# $30.00 Blucky corpse



## hidehoman (Sep 18, 2006)

Take this link to my how to on the corpse.
http://community.livejournal.com/halloweenasylum/171028.html#cutid1


----------



## Wildomar (Aug 30, 2006)

Nice job, really looks great.


----------



## Hellrazor (Jun 18, 2006)

OMG that is disgusting! I LOVE it! Great job


----------



## JohnnyL (Aug 17, 2006)

Very cool! I think I'll be following this project when I make one.
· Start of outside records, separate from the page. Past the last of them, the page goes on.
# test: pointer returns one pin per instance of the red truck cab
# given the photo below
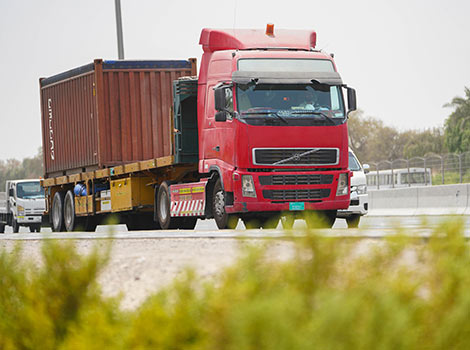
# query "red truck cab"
(272, 124)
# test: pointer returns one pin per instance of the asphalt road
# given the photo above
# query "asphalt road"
(370, 226)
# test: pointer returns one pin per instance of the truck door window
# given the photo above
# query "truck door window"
(29, 190)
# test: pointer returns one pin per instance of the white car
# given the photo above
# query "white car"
(359, 204)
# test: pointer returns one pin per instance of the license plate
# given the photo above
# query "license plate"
(296, 206)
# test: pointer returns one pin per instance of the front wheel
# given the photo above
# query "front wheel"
(222, 219)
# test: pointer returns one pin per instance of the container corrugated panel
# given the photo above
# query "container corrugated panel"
(108, 113)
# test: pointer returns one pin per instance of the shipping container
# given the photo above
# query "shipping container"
(109, 113)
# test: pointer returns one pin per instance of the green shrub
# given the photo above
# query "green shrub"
(401, 292)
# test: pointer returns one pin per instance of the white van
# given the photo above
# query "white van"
(359, 204)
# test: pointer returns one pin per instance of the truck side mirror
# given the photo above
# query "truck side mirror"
(219, 99)
(352, 105)
(221, 116)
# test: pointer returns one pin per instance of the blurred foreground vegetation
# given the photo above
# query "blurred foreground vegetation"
(334, 293)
Thanks again.


----------



## edwood saucer (Aug 21, 2006)

Great great job...it is gross.


----------



## krough (Oct 7, 2004)

Very nice


----------



## NecroBones (Feb 10, 2006)

Who knew the bluckies could look that nasty?


----------



## slimy (Jul 12, 2006)

I give it a disgusting seal of approval.


----------



## Dreadnight (Jul 9, 2006)

That is the most realistic-looking "rot" I've seen anybody do.... congrats!


----------



## NickG (Sep 12, 2006)

nice job... I makes me want to corpse one or two for next year.


----------



## ScareFX (Aug 18, 2004)

Excellent work!


----------



## spideranne (Jul 17, 2006)

Great how to with pictures. It looks great.


----------



## shaunathan (Sep 18, 2005)

best blucky transformation I've seen yet!


----------



## Lilly (Jun 13, 2006)

nice job.. what are you going to do with it now?


----------